Dans le coin gauche : Kate Boushel, directrice des bars et de l’éducation du groupe Barroco (Atwater Cocktail Club, Milky Way, Foiegwa). Dans le coin droit : Manu Ruiz, chef de bar au Rouge Gorge. 

Selon vous, quelles sont les grandes tendances du moment dans le monde des cocktails?

Kate : Le Québec est le plus grand consommateur de rhum au Canada. Avec la tendance à l’achat local, les gens ont acheté beaucoup de gins et de vodkas de distillateurs d’ici. Maintenant, ils vont recommencer à exploiter le rhum, surtout qu’on propose maintenant plusieurs options locales. Avec ça, on va voir revenir le daiquiri et le mojito.

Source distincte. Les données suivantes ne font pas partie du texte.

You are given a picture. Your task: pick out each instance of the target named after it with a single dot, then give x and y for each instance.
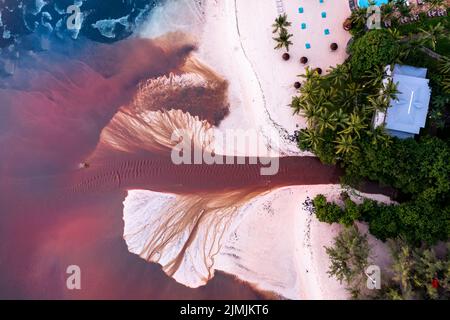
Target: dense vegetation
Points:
(419, 273)
(373, 49)
(349, 258)
(339, 109)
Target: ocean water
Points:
(70, 98)
(58, 90)
(365, 3)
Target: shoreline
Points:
(273, 243)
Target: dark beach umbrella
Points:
(347, 24)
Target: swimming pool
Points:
(365, 3)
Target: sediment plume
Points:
(82, 131)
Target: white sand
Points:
(274, 243)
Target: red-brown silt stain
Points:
(54, 214)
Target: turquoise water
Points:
(365, 3)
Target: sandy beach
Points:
(273, 242)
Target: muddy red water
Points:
(53, 214)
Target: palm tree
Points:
(373, 77)
(283, 40)
(432, 35)
(445, 65)
(446, 84)
(310, 138)
(358, 17)
(309, 74)
(391, 90)
(378, 103)
(388, 10)
(355, 124)
(339, 75)
(326, 120)
(396, 35)
(311, 112)
(345, 144)
(281, 23)
(341, 118)
(435, 3)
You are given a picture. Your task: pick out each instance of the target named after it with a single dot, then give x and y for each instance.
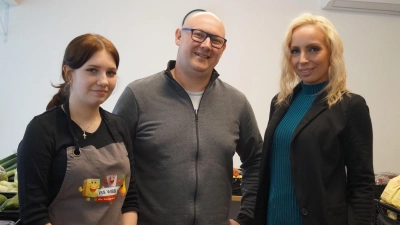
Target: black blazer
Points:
(331, 162)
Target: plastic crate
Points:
(379, 188)
(380, 214)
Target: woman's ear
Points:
(178, 35)
(67, 73)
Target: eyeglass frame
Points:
(207, 35)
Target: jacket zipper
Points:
(196, 169)
(197, 148)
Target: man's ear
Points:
(178, 35)
(67, 73)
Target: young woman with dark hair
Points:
(75, 159)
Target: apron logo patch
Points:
(91, 188)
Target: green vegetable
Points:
(12, 156)
(3, 174)
(2, 199)
(11, 204)
(9, 163)
(11, 168)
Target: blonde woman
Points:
(317, 156)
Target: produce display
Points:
(8, 183)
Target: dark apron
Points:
(94, 187)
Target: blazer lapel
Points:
(316, 108)
(275, 120)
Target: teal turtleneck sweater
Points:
(282, 205)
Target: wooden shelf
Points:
(236, 198)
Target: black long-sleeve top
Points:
(42, 160)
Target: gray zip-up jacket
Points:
(183, 160)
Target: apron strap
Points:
(77, 151)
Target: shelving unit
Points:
(4, 10)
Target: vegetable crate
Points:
(380, 214)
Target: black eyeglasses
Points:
(200, 36)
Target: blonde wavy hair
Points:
(336, 86)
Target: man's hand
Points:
(233, 222)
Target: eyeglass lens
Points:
(200, 36)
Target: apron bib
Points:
(94, 188)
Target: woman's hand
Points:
(129, 218)
(233, 222)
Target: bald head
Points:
(199, 19)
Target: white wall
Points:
(143, 32)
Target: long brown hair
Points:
(77, 53)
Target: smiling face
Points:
(94, 81)
(310, 56)
(194, 57)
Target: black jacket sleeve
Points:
(34, 162)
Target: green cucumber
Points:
(12, 156)
(9, 163)
(10, 168)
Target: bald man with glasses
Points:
(186, 125)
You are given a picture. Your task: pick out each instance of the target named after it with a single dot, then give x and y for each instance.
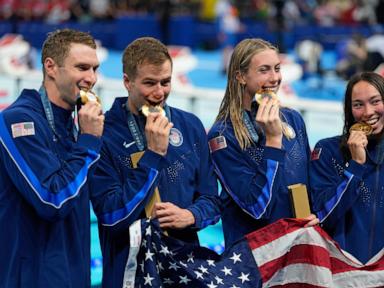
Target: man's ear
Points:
(240, 78)
(50, 67)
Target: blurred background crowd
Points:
(290, 12)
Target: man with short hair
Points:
(175, 160)
(44, 164)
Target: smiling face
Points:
(263, 73)
(78, 71)
(367, 106)
(151, 85)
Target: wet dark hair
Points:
(376, 81)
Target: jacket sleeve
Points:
(118, 200)
(334, 188)
(50, 184)
(205, 208)
(252, 185)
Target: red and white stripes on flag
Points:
(289, 255)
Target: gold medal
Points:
(361, 126)
(288, 131)
(146, 109)
(86, 96)
(261, 94)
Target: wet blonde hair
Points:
(232, 105)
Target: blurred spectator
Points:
(58, 11)
(230, 26)
(375, 48)
(326, 13)
(309, 53)
(354, 57)
(100, 9)
(379, 12)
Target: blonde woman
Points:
(259, 149)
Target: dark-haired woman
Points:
(347, 172)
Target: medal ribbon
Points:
(49, 115)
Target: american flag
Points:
(283, 254)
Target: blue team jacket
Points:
(255, 180)
(44, 205)
(185, 177)
(348, 198)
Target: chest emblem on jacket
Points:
(175, 137)
(127, 145)
(23, 129)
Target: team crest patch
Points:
(23, 129)
(175, 137)
(315, 154)
(217, 143)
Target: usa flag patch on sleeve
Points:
(315, 155)
(217, 143)
(23, 129)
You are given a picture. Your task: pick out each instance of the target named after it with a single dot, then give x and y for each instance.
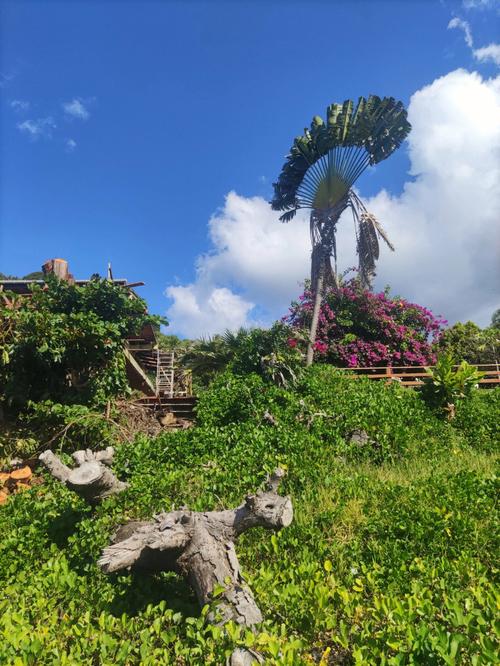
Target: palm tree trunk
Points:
(318, 293)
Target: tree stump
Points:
(91, 479)
(200, 546)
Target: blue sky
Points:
(124, 125)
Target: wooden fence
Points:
(415, 375)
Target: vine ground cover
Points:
(390, 558)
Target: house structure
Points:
(149, 369)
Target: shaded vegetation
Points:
(390, 558)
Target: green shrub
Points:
(389, 560)
(65, 342)
(447, 385)
(478, 419)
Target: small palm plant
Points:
(319, 173)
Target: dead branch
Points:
(200, 546)
(91, 479)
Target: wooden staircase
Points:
(164, 373)
(173, 391)
(181, 407)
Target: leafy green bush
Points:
(65, 342)
(266, 352)
(448, 385)
(70, 426)
(478, 419)
(389, 560)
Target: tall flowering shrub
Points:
(359, 328)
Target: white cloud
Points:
(490, 52)
(199, 311)
(19, 105)
(480, 4)
(445, 223)
(444, 226)
(254, 260)
(77, 108)
(41, 127)
(483, 54)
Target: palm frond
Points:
(327, 159)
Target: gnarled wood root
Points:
(91, 479)
(200, 546)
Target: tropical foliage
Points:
(261, 351)
(65, 342)
(319, 173)
(359, 328)
(448, 385)
(390, 558)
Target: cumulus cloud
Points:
(41, 127)
(253, 270)
(444, 225)
(19, 105)
(76, 108)
(479, 4)
(490, 53)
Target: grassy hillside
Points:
(390, 558)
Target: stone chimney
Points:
(59, 267)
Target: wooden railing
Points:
(415, 375)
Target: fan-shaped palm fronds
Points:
(327, 159)
(319, 172)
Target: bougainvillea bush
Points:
(359, 328)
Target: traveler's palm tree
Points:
(319, 173)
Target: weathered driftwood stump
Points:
(91, 479)
(200, 546)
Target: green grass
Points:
(390, 558)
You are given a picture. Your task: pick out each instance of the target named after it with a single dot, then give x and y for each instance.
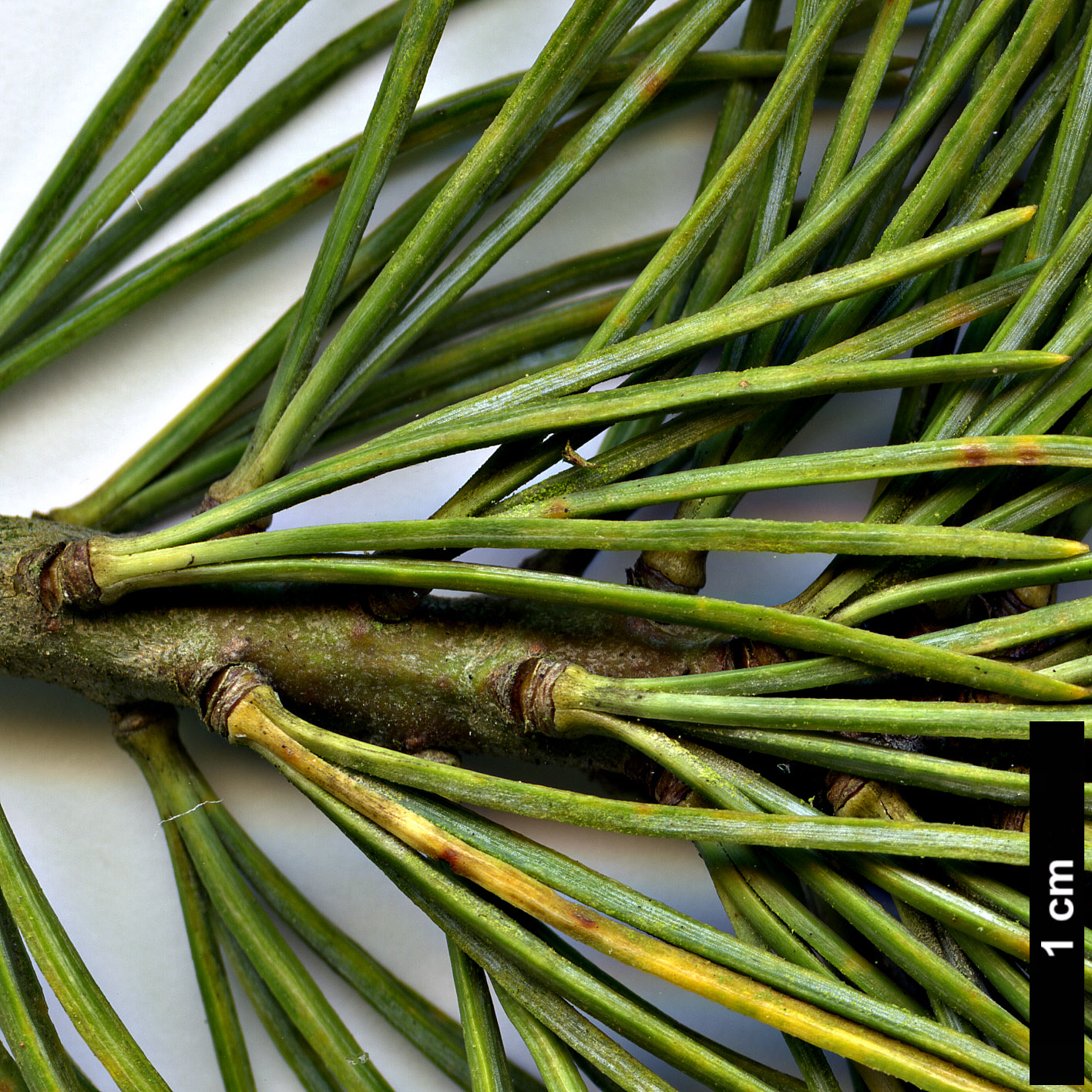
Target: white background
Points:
(76, 803)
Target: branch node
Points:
(223, 690)
(532, 694)
(60, 576)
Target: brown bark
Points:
(442, 680)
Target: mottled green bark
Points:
(440, 680)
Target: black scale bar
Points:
(1057, 910)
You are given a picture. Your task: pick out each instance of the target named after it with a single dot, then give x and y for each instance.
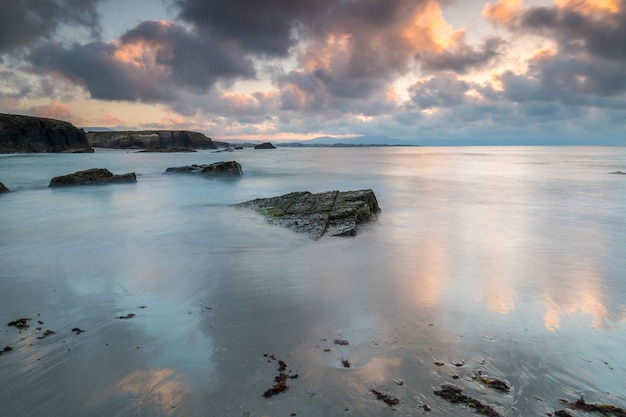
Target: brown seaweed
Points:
(454, 395)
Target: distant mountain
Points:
(355, 141)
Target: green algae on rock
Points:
(336, 213)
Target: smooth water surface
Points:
(505, 260)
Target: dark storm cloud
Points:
(598, 35)
(462, 58)
(24, 22)
(441, 91)
(576, 80)
(194, 61)
(94, 66)
(258, 26)
(176, 59)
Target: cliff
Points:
(150, 139)
(38, 134)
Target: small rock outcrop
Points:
(217, 169)
(265, 145)
(27, 134)
(150, 139)
(94, 176)
(336, 213)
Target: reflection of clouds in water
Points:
(583, 293)
(379, 370)
(161, 389)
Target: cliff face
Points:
(38, 134)
(150, 139)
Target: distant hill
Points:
(367, 140)
(19, 133)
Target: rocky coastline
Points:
(27, 134)
(157, 140)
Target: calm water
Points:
(509, 261)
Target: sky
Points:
(438, 72)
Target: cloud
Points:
(462, 58)
(148, 63)
(25, 22)
(441, 91)
(264, 27)
(53, 111)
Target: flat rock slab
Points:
(94, 176)
(336, 213)
(217, 169)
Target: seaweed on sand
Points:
(604, 409)
(280, 379)
(386, 398)
(454, 395)
(494, 383)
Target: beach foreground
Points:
(162, 299)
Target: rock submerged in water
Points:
(336, 213)
(217, 169)
(94, 176)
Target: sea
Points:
(161, 298)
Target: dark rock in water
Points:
(94, 176)
(217, 169)
(334, 212)
(37, 134)
(150, 139)
(265, 145)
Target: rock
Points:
(37, 134)
(334, 212)
(150, 139)
(217, 169)
(94, 176)
(265, 145)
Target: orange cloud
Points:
(110, 120)
(502, 11)
(53, 111)
(590, 7)
(428, 31)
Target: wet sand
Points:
(185, 301)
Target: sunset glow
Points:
(333, 68)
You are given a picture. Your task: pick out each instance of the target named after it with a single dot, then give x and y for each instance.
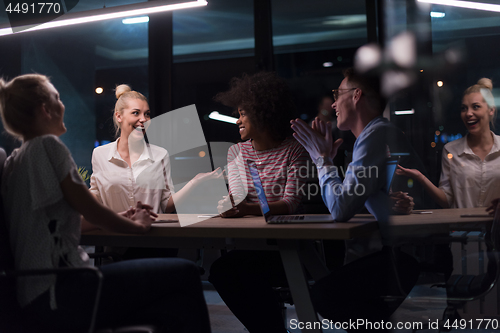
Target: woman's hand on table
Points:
(227, 208)
(205, 176)
(142, 216)
(403, 203)
(411, 173)
(131, 211)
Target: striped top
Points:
(283, 171)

Avec le retour des voyages, comme les Québécois aiment beaucoup aller dans le Sud, tout le monde a été au Mexique et a découvert ou redécouvert la tequila et le mezcal. C’est un savoir ancestral, je pense que c’est la raison pour laquelle les gens accordent autant d’importance aux rhums et aux produits d’agave. Ce sont parmi les plus anciens spiritueux, avec ceux d’Asie. Je vois déjà venir une belle montée des alcools asiatiques comme les sakés, les soju, les shōchū. C’est excellent en cocktails, j’adore ça! Mais ça, c’est pour 2024. 

Je pense qu’on va aussi voir les gens recommencer à se prendre moins au sérieux; jouer un peu plus à nouveau avec tout ce qui est frozen, slushy. On a besoin d’un peu de légèreté, dans la vie!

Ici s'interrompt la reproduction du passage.